The Convergence of Social Media & HR

While social networking can be used by companies internally to create opportunities for collaboration, it can also be detrimental to companies’ bottom lines, as the average employee is utilizing social sites so frequently that it creates a net loss of 1.5% productivity. A balance must be struck between employees’ need for downtime, which averages five minutes per hour for maximum efficiency, and the need for attentive work. While employees may view social networking as harmless fun, potential employers can review public posting times and judge the applicant based on lost productivity and perceived bad habits.

Today, hiring managers have an abundance of information to review while considering applicants, which includes intentional job-seeker sites like LinkedIn as well as unintentional foibles shared on Instagram. On average, 92% of job recruiters and hiring managers choose to screen applicants utilizing social networks in 2015, which is up from 63% in 2011. One in three recruiters reported rejecting candidates based on information learned from social profiles. However, many HR leaders are still wary of infringing upon applicants’ protected categories (such as race, gender, age, religion, et al.), and other leaders are prohibited by state laws from making employment decisions based on lawful, off-duty conduct.

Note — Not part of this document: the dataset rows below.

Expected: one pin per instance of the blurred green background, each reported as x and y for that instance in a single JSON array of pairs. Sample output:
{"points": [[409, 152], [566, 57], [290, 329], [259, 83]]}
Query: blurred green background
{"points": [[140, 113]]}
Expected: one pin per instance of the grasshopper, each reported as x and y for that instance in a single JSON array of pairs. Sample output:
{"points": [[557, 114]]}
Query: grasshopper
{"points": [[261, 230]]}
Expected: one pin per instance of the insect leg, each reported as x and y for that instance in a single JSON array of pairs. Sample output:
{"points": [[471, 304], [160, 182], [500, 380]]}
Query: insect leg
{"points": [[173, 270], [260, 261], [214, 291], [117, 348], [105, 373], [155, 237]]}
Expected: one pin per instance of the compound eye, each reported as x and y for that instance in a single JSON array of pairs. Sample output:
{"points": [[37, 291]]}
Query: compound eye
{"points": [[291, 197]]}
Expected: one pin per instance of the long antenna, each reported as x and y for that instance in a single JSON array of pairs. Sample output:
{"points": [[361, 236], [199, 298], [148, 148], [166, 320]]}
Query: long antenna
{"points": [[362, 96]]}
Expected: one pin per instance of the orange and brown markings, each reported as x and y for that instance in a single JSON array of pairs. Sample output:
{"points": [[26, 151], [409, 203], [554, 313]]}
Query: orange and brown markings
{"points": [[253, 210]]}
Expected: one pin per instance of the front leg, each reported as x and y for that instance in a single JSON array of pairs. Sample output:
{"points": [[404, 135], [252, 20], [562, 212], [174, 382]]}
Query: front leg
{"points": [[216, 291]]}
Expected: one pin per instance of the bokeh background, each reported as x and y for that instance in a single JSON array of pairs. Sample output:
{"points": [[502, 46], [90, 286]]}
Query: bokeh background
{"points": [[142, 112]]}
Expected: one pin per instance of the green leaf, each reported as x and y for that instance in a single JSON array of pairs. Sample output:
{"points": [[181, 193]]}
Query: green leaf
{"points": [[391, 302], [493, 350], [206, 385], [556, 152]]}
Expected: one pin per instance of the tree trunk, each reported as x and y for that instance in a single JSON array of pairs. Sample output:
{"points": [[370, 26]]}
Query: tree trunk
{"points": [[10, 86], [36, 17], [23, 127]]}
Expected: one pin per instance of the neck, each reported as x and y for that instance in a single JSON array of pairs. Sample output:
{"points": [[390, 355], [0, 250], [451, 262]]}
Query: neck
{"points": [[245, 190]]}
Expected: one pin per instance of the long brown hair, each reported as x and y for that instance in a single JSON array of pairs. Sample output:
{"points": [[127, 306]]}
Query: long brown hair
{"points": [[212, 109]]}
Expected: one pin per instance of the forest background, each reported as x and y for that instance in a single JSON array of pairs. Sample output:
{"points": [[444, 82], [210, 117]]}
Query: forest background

The Social Network coined the popular phrase, “The Internet isn’t written in pencil … it’s written in ink,” for good reason. Not only are intentional posts vulnerable to being screenshot and shared with anyone, but unintentional posts are becoming more common as social sites adjust algorithms on a daily basis and create unforeseen issues. Facebook and other networks have been guilty of accidentally sharing private posts publicly, so users have to be wary that their privately shared company anecdotes that may be protected by NDAs could end up as fodder for Huffington Post or Buzzfeed. Unwitting employees can quickly find themselves guilty of tortious interference if they choose to trust the unguaranteed security of social networks (as well as every peer who is trusted within that privacy).

45% of Fortune 500 companies are including links to employees’ social sites in their career pages, so it is especially important that employees’ public posts be on-brand and monitored. However, companies can only have the reasonable expectation that their employees will adhere to social policies and update their social sites for scrutiny if it is done during business hours, which opens the door for lost productivity and distractions.

Another interesting aspect of the convergence of social media and HR is the recruitment battlefield. Today, candidates have ample choices of companies, which are almost all utilizing social media, PR, and marketing for employer branding to reach the best employees. HR and recruitment must now join forces with their marketing teams to reach those desirable candidates, pulling marketers away from their focus on consumers.

For Human Resources leaders, social media is still an unresolved issue on many fronts, in spite of well-written social media policies. Sites like Glassdoor are pushing the envelope and creating new concerns for employers, as employees vent their frustrations from the security of anonymous accounts.

For employees, it is just as uncertain—the best policy is to only post things privately that you would share publicly, because you never know where content will end up. People who are dubious of that sentiment only need to search “unauthorized pictures” to accept the veracity of it: nothing shared online is completely private by virtue of the fact that you are indeed “sharing” it.